H. Rap Brown’s Black Leadership And Opportunists ::: Highlighting Chapter Ten Of “Die Nigger Die!”

H. Rap Brown opens up Chapter Ten of “Die Nigger Die!” by outlining his thoughts on leadership, in general, and his becoming Chairman of SNCC in particular.

 

Even though the press began projecting me as a “Black Power leader” and all that kind of mess, I knew that it didn’t matter what position a dude had, it didn’t mean he was a leader, even if he had the title of Chairman or President. The leader might be a dude in the organization who ain’t got no title, no office. When I was head of SNCC, that’s all I was. I was not a leader of Black people. I had a public platform because I was Chairman of SNCC and therefore what I said got heard by a lot of people. But I don’t think I can articulate the sentiments of Black folks any better than the brothers and sisters did in Detroit. I’m just in a position where maybe I can explain what the brother is talking about, because there’re a lot negroes who don’t understand. That does not mean leadership.

“Die Nigger Die!”, H. Rap Brown, pg. 99

 

H. Rap Brown segues into his time being extradited on Federal charges. He details how a phone call to SNCC legal advisors led him to be ambushed by FBI agents at an airport on his way to turn himself in. He continues:

 

They put me in the city jail in Alexandria and when the Black community got the word they came down to the jail. I heard a lot of noise and I didn’t find out until later that they had come down there and were willing to break me out. And who stopped them? The militants! The so-called revolutionaries! “Don’t you see all them guns?” Well, the people saw all the guns. If they could’ve broken in there and gotten me out, I was for leaving with ’em. But the militants were out there stopping the revolutionary process. That showed me where the militants were at. If the revolution is abortive, it’ll be because of them. They’re the people who talk the most and when it comes time for action, they won’t shut up. They gon’ stop the people.

“Die Nigger Die!”, H. Rap Brown, pg. 103-104

 

I think it is important to address H. Rap Brown’s distress here. I am not sure how this book was written, but it definitely unfolds like a diary or journal. In its initial chapters, H. Rap Brown frames US Blacks in a very binary manner. As his experiences and thus praxis expands and is more informed, this worldview also alters. No longer is his stance on “Negroes” that sole fuel of his ire. We now see a more politically sophisticated and specific pain point being pronounced. There are members directly involved in “movement” space who despite whatever motives, are detrimental to that movement. While H. Rap Brown states in so many words that these persons talk too much, it is not his main concern. I think his more salient point here is that these persons do not have as central agenda those decisions and vision of those people they are representing.

 

Half of the Black “militants” ain’t nothing but a bunch of potheads, bootleg preachers and coffeehouse intellectuals. They are caught up in that whole identity thing. They just discovered that they were Black, because they were working so hard all their lives to be white. They’re further away from being revolutionaries than the poor people who are not militantly political. But the coffeehouse intellectual, the Black militant, thinks he’s political because he reads Fanon. Books don’t make revolutionaries.
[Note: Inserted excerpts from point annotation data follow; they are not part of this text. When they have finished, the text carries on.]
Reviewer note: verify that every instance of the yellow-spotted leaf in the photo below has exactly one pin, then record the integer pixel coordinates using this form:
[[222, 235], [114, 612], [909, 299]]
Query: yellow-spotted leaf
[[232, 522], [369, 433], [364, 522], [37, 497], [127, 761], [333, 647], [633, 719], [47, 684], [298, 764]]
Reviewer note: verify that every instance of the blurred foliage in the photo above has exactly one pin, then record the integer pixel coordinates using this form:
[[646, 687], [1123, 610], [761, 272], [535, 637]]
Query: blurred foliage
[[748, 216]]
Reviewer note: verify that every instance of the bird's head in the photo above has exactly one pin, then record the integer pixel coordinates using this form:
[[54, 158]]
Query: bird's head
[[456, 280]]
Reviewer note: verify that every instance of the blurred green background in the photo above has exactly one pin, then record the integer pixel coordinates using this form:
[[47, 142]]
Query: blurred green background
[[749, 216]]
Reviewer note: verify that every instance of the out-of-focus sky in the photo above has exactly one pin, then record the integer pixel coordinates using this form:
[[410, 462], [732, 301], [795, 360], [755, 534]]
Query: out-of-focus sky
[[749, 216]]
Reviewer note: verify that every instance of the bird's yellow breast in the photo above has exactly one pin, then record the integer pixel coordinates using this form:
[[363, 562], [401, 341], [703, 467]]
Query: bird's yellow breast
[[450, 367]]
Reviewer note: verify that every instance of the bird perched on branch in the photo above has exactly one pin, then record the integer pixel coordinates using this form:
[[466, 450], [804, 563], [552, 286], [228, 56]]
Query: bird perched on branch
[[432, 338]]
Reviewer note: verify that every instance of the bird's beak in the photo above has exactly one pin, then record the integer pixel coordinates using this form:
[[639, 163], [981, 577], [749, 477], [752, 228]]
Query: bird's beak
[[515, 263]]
“Die Nigger Die!”, H. Rap Brown, pg. 104

 

It must be noted, H. Rap Brown writes this based on his direct involvement with personalities associated with 1960s activism and protest. His framework for critical assessment of movement types is now taking shape. Not only is every Black person not immediately a political ally, political allies with platforms must also be scrutinized heavily.

 

[…]I contend that the Black people who burned down Watts and Detroit don’t have to read. These cats have lived more than the intellectual has read. So they are political by having learned from their existence. Oppression made these cats political. The militants spend all their time trying to program white people into giving them some money. “The man” has created a new type of Tom. They are wiling to be anything, as long as they can be Black first. Black capitalists, Black imperialists, Black oppressors–anything, so long as it’s Black first.

“Die Nigger Die!”, H. Rap Brown, pg. 104

 

H. Rap Brown furthers this here by defining “revolutionary” and “politically active” by one’s experiences, not simply what books one can quote. Throughout this chapter, his main theme centers revolutionary action as a process of people being self-determining, not leaders, or authorities dictating personal visions. I do not personally hold this same definition of “revolutionary”, but my definition does share his where it expresses a need of concrete direct action and engagement with state authorities(or those authorized by that state).

 

This last point addressed by H. Rap Brown is also pertinent. He includes in his definition of “negro”, thus “assimilists”, those involved in activism and protest spaces that are driven my identity politics. In his revolutionary ontology, those Blacks that are driven by a need to have Black representation and “Black firsts”, are also opportunists and assimilists.